Tidalwave indicated plans to extend SOLO’s reach to additional mortgage products and to run larger, multi-institution pilots to validate the model’s performance across varied loan portfolios. Researchers from Columbia say they aim to expand the dataset with more real-world underwriting scenarios, including risk-based pricing and post-close compliance checks.
Analysts expect other AI developers to respond with domain-adapted models.
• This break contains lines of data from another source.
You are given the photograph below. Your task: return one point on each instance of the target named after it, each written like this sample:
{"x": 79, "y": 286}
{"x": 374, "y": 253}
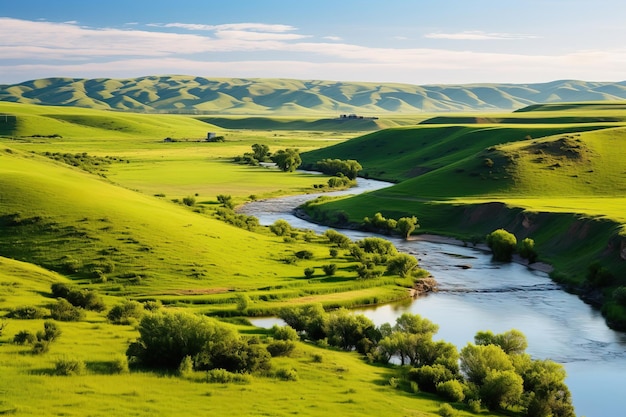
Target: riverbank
{"x": 537, "y": 266}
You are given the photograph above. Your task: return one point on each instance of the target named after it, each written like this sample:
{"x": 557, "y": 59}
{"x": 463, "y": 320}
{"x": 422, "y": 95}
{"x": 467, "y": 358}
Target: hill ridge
{"x": 200, "y": 95}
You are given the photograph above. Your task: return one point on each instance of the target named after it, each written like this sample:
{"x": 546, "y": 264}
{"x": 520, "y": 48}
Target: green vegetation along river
{"x": 477, "y": 294}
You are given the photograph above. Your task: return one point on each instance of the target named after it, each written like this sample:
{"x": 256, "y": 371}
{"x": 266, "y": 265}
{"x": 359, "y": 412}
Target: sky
{"x": 419, "y": 42}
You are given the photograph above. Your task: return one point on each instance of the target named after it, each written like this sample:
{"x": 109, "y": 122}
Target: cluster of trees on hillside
{"x": 494, "y": 371}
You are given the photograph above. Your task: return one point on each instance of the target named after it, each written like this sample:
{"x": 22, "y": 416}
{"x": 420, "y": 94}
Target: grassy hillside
{"x": 561, "y": 184}
{"x": 188, "y": 94}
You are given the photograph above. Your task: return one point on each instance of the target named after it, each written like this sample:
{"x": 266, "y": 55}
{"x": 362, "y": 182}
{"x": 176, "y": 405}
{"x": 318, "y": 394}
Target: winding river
{"x": 497, "y": 297}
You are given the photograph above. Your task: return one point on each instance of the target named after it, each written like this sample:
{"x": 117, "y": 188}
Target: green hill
{"x": 561, "y": 184}
{"x": 259, "y": 96}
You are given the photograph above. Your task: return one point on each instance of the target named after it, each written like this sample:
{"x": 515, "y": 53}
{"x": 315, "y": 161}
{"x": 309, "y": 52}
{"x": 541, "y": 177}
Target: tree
{"x": 166, "y": 338}
{"x": 511, "y": 342}
{"x": 126, "y": 313}
{"x": 502, "y": 389}
{"x": 478, "y": 360}
{"x": 527, "y": 250}
{"x": 502, "y": 244}
{"x": 226, "y": 201}
{"x": 280, "y": 227}
{"x": 402, "y": 264}
{"x": 406, "y": 226}
{"x": 287, "y": 160}
{"x": 260, "y": 152}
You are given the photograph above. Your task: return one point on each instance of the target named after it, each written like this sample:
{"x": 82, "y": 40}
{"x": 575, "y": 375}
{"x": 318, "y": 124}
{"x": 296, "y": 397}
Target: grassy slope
{"x": 182, "y": 256}
{"x": 256, "y": 96}
{"x": 575, "y": 170}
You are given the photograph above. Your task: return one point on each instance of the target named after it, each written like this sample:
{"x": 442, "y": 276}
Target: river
{"x": 497, "y": 297}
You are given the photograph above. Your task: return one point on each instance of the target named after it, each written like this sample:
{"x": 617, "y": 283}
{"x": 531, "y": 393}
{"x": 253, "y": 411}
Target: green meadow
{"x": 96, "y": 199}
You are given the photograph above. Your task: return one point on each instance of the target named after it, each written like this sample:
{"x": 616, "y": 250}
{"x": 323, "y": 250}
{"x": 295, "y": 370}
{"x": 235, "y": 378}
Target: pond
{"x": 478, "y": 294}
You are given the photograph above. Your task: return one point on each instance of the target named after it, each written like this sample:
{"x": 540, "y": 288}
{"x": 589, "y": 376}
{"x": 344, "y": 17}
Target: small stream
{"x": 478, "y": 294}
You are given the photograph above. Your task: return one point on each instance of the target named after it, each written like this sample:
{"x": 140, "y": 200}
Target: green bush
{"x": 24, "y": 337}
{"x": 329, "y": 269}
{"x": 281, "y": 348}
{"x": 446, "y": 410}
{"x": 287, "y": 374}
{"x": 128, "y": 312}
{"x": 69, "y": 367}
{"x": 63, "y": 310}
{"x": 119, "y": 365}
{"x": 27, "y": 313}
{"x": 284, "y": 333}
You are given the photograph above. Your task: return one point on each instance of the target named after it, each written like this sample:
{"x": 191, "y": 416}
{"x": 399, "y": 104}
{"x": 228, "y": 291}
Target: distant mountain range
{"x": 188, "y": 94}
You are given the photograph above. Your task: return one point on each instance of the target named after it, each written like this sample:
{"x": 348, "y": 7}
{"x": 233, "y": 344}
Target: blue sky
{"x": 405, "y": 41}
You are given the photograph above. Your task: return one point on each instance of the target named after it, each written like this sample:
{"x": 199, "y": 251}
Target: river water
{"x": 477, "y": 294}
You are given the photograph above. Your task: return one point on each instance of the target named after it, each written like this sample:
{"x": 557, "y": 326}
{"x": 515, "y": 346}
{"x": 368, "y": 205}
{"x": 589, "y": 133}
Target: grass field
{"x": 121, "y": 229}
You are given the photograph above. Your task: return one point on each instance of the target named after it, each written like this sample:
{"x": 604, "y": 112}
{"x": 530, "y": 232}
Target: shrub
{"x": 502, "y": 244}
{"x": 451, "y": 390}
{"x": 126, "y": 313}
{"x": 281, "y": 228}
{"x": 281, "y": 348}
{"x": 50, "y": 332}
{"x": 69, "y": 367}
{"x": 284, "y": 333}
{"x": 27, "y": 313}
{"x": 186, "y": 367}
{"x": 119, "y": 365}
{"x": 287, "y": 374}
{"x": 619, "y": 294}
{"x": 446, "y": 410}
{"x": 189, "y": 201}
{"x": 41, "y": 347}
{"x": 527, "y": 250}
{"x": 304, "y": 254}
{"x": 24, "y": 337}
{"x": 329, "y": 269}
{"x": 62, "y": 310}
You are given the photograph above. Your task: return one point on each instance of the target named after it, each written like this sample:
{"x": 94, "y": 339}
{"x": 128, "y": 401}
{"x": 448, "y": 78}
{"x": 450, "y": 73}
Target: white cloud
{"x": 33, "y": 49}
{"x": 256, "y": 27}
{"x": 478, "y": 36}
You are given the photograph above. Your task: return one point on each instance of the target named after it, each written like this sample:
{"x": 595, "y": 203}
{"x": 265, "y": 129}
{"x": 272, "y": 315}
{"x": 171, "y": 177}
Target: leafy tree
{"x": 502, "y": 244}
{"x": 478, "y": 360}
{"x": 502, "y": 389}
{"x": 243, "y": 302}
{"x": 329, "y": 269}
{"x": 166, "y": 338}
{"x": 406, "y": 226}
{"x": 402, "y": 264}
{"x": 511, "y": 342}
{"x": 307, "y": 319}
{"x": 349, "y": 331}
{"x": 349, "y": 168}
{"x": 287, "y": 160}
{"x": 281, "y": 227}
{"x": 527, "y": 250}
{"x": 226, "y": 200}
{"x": 127, "y": 312}
{"x": 451, "y": 390}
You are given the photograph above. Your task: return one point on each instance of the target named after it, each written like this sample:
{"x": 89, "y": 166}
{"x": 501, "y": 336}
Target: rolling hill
{"x": 188, "y": 94}
{"x": 543, "y": 177}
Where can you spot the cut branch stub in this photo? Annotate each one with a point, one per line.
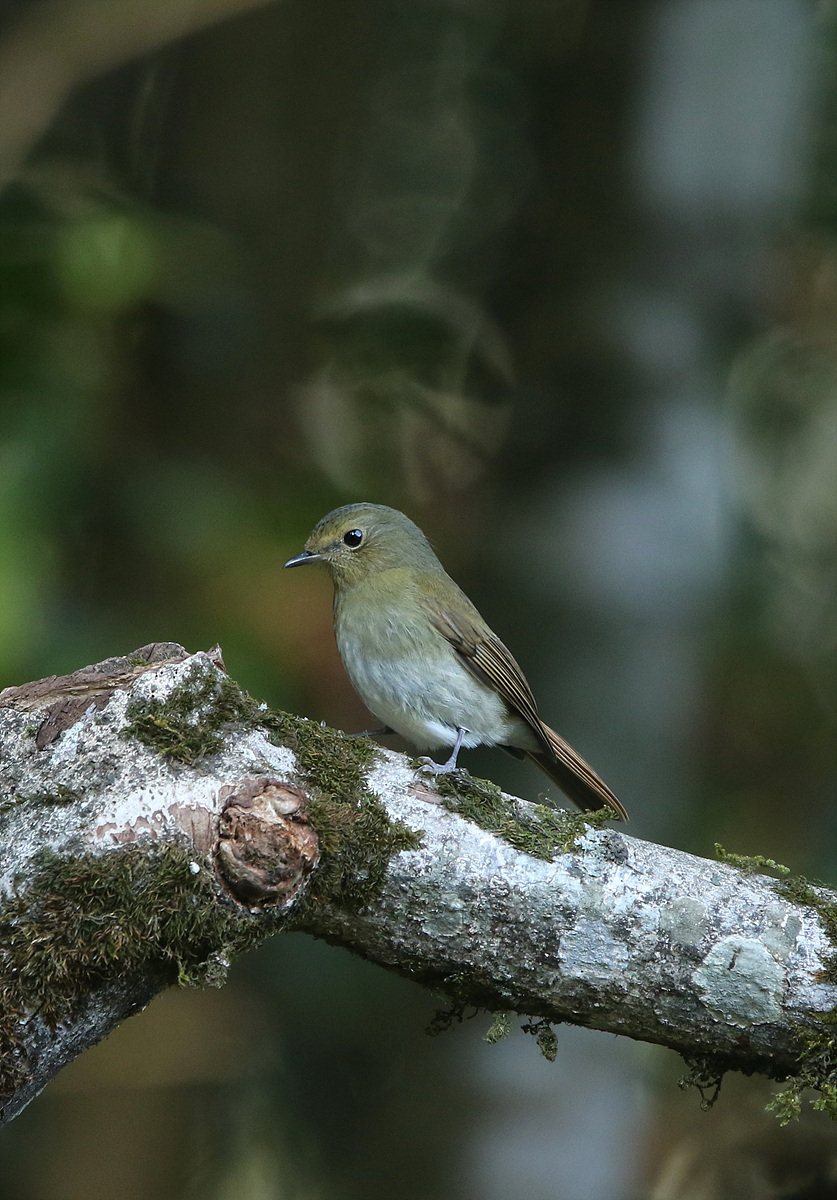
(266, 847)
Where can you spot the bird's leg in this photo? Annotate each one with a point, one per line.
(445, 768)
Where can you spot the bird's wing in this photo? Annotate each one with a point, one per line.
(491, 663)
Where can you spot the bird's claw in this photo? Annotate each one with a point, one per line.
(431, 767)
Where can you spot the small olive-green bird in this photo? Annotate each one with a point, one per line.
(422, 659)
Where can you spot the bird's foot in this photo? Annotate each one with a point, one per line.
(431, 767)
(444, 768)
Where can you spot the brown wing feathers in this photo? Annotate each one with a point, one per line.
(488, 660)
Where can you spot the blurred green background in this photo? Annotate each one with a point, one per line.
(560, 281)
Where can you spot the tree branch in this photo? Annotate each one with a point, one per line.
(155, 821)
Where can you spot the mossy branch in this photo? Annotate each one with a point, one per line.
(156, 821)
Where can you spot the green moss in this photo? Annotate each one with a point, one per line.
(542, 834)
(545, 1036)
(800, 891)
(499, 1029)
(817, 1071)
(357, 839)
(84, 921)
(818, 1047)
(705, 1073)
(46, 799)
(750, 863)
(356, 835)
(190, 723)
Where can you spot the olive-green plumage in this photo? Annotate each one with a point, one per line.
(421, 657)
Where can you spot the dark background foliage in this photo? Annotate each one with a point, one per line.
(557, 279)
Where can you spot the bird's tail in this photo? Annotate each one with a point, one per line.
(573, 775)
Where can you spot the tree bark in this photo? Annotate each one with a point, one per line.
(155, 821)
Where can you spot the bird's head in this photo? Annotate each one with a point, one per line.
(359, 540)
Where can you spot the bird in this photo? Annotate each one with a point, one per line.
(421, 657)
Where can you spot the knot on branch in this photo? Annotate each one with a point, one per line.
(266, 846)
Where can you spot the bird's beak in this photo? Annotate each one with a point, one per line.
(307, 556)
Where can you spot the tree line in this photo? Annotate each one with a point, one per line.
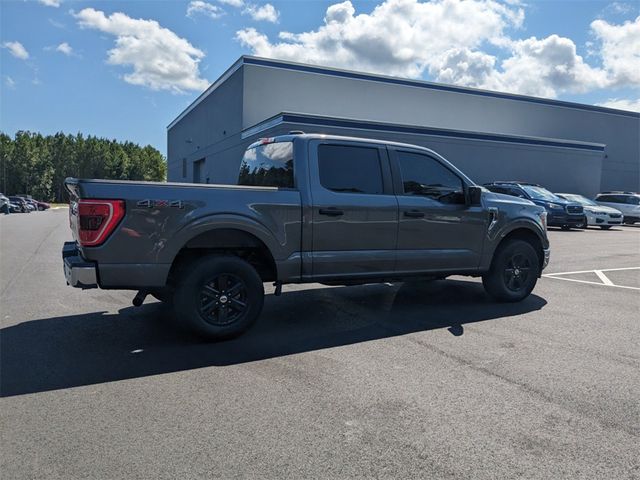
(35, 164)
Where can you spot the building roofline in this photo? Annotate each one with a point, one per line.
(221, 79)
(337, 72)
(352, 123)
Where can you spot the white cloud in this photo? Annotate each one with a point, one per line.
(16, 49)
(50, 3)
(622, 104)
(399, 37)
(65, 48)
(541, 67)
(160, 59)
(266, 12)
(204, 8)
(450, 39)
(620, 50)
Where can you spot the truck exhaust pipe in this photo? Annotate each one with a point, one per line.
(139, 298)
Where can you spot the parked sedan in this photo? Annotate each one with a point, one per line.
(37, 205)
(25, 207)
(4, 204)
(597, 215)
(560, 212)
(627, 202)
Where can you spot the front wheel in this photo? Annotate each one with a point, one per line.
(219, 296)
(514, 271)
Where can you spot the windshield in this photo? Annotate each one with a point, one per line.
(539, 193)
(579, 199)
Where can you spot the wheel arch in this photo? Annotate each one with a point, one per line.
(230, 240)
(526, 234)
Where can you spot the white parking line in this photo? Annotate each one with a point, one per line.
(603, 277)
(599, 273)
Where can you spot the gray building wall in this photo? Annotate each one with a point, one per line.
(263, 89)
(210, 128)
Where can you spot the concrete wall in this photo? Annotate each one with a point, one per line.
(255, 93)
(213, 126)
(269, 91)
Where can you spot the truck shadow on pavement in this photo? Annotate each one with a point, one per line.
(92, 348)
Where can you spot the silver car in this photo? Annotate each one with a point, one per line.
(627, 202)
(596, 215)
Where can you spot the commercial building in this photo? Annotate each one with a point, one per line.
(565, 146)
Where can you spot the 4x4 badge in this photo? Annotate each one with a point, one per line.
(160, 203)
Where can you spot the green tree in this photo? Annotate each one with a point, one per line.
(37, 165)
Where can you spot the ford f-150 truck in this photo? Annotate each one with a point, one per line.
(306, 208)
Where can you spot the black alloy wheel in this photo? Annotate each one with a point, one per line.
(516, 272)
(223, 300)
(218, 296)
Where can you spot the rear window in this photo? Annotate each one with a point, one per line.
(350, 169)
(269, 165)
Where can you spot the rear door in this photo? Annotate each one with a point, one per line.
(437, 230)
(355, 213)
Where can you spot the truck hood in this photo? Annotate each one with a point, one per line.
(500, 198)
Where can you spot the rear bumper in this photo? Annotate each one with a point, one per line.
(547, 256)
(78, 272)
(563, 219)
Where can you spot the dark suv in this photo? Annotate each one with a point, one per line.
(560, 212)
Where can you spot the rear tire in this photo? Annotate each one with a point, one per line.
(218, 296)
(514, 271)
(165, 295)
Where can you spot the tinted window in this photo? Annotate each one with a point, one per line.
(350, 169)
(425, 176)
(269, 165)
(539, 193)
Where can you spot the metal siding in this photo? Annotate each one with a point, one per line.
(205, 125)
(255, 93)
(269, 91)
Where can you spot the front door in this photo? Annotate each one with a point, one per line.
(437, 230)
(355, 213)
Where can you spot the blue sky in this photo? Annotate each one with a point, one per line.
(124, 70)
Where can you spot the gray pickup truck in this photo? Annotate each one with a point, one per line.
(306, 208)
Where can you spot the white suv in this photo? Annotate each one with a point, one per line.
(627, 202)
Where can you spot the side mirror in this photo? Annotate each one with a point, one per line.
(474, 195)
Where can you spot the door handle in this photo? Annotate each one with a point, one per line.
(331, 211)
(413, 213)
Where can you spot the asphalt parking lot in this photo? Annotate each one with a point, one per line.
(378, 381)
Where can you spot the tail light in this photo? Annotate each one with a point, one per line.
(97, 219)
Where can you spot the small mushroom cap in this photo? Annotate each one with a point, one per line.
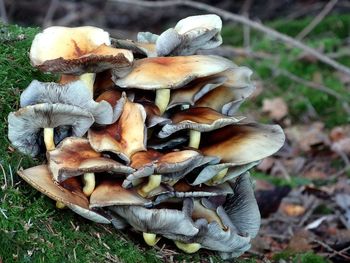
(41, 179)
(168, 222)
(230, 95)
(198, 119)
(76, 51)
(242, 144)
(194, 90)
(74, 93)
(25, 125)
(124, 137)
(211, 171)
(110, 192)
(171, 72)
(75, 156)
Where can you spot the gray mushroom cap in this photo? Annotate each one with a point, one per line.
(74, 93)
(171, 223)
(25, 125)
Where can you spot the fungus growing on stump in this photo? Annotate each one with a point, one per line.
(154, 144)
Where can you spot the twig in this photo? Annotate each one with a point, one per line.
(328, 7)
(3, 12)
(50, 13)
(243, 20)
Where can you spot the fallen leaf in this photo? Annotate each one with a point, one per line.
(276, 108)
(293, 210)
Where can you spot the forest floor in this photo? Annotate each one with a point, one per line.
(303, 191)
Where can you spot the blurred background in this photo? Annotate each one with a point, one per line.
(303, 191)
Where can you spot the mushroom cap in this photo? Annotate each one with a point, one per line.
(25, 125)
(74, 156)
(110, 192)
(124, 137)
(73, 93)
(198, 119)
(171, 72)
(242, 143)
(76, 51)
(212, 170)
(171, 223)
(41, 179)
(227, 97)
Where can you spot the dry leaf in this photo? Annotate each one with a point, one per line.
(276, 108)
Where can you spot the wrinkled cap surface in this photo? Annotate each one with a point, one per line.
(171, 72)
(25, 125)
(74, 156)
(73, 93)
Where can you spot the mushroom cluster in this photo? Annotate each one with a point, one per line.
(145, 134)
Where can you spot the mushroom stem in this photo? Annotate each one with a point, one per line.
(162, 99)
(195, 139)
(217, 177)
(60, 205)
(188, 248)
(89, 183)
(89, 79)
(150, 238)
(48, 139)
(153, 182)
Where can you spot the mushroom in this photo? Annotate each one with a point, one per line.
(76, 51)
(26, 125)
(40, 178)
(189, 35)
(170, 223)
(110, 192)
(124, 137)
(197, 120)
(227, 97)
(75, 156)
(169, 167)
(242, 144)
(165, 73)
(72, 93)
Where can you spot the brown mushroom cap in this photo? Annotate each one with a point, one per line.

The broader question for the market is whether lenders will widely adopt these tools, balancing speed and accuracy with privacy, governance, and explainability concerns.
In the end, the findings reinforce a simple, timely takeaway for the mortgage industry: tidalwave tops general models when it comes to underwriting accuracy in a privacy-conscious framework, marking a notable milestone in the push for smarter, safer AI-assisted lending.
Note: The headline result—“tidalwave tops general models”—captures the core takeaway that emerged from the pairing of Tidalwave’s SOLO AI with Columbia University researchers in this benchmark context.